Нет, надо было мифологический словарь переименовать в словарь женских козней на почве ревности.
И тут Малыш вспомнил жесткий взгляд своей матушки. Особенно ее карие глаза бесновались, когда муж, наслушавшись арий из «Аиды», направлялся исполнять супружеский долг.
Но вот ревновать повода у матушки не было никогда. Отец строго придерживался моногамии и, наверное, поэтому до сих пор жив и здоров.
Малыш преодолел еще метр.
Нет, слишком дорого обошлась ему забава с негритянкой.
Недаром отцовская бабушка, пережившая трех мужей, советовала не трахаться без любви ни в коем случае.
Малыш погрузился в очищающий поток воспоминаний.
Ах, как прабабушка, родившая четырех сыновей и двух дочерей, ценила малейшую деталь своей долголетней жизни.
На затененной веранде — кресло-качалка, вывезенное первым мужем из Африки.
На стене — гравюра, изображающая зайца, — трофей второго мужа из оккупированной Германии.
Третий муж никуда не выезжал за пределы родного штата, и от него осталась лишь циновка из рисовой соломы.
А варенье, какое варенье делала прабабушка из обыкновенной вишни!
А целебные настойки на травах!
А шаманские заговоры!
Недаром в несгибаемой старушке имелась четверть индейской крови, смешанной с шотландской гордостью, ирландской неукротимостью и французской безалаберностью.
Под воображаемый скрип рассохшейся качалки Малыш забылся тяжелым, полуголодным, обрывистым сном…
А во сне пришла Аида и начала уверять брошенного мужа, что она не такая сдвинутая, как мифические злодейки, что она непременно вернется, чтобы вызволить наказанного грешника.
Глава 26
Крутой поворот
Проспав беспробудно почти сутки, Аида очнулась в рассветном наплыве.
Голова в области висков ныла, а затылок раскалывался от внутренней боли.
Не помог ни ледяной душ.
Ни таблетки.
Ни изрядная доля легкого алкоголя.
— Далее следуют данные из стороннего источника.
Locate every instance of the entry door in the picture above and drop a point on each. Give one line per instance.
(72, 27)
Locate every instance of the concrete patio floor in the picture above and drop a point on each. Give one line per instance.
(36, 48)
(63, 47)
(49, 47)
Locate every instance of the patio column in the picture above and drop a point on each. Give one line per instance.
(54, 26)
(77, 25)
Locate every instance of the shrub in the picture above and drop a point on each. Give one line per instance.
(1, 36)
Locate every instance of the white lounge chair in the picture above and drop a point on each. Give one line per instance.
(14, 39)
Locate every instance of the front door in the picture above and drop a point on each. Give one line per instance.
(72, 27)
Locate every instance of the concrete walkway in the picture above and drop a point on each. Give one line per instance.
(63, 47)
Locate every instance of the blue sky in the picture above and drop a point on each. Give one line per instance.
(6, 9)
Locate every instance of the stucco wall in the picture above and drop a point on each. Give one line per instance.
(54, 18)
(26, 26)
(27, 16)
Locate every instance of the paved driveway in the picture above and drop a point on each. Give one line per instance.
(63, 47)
Аида пыталась возродить в себе недавнее ощущение, которое она испытывала, вернувшись в город, — безапелляционность справедливого судьи, удовлетворение строгого прокурора и невозмутимость палача со стажем.
Но все это перекрывало чувство утраты — сознание никак не хотело мириться с отсутствием мужа.
Аида попыталась отвлечься и начала пролистывать мифологический словарь, который теперь принадлежал ей.
Но безрукие венеры и безносые атлеты прямо-таки вопили о страданиях и муках обреченного Малыша.
Аида захлопнула фолиант, полный трагических ошибок, неисправимых оплошностей и неправильных решений.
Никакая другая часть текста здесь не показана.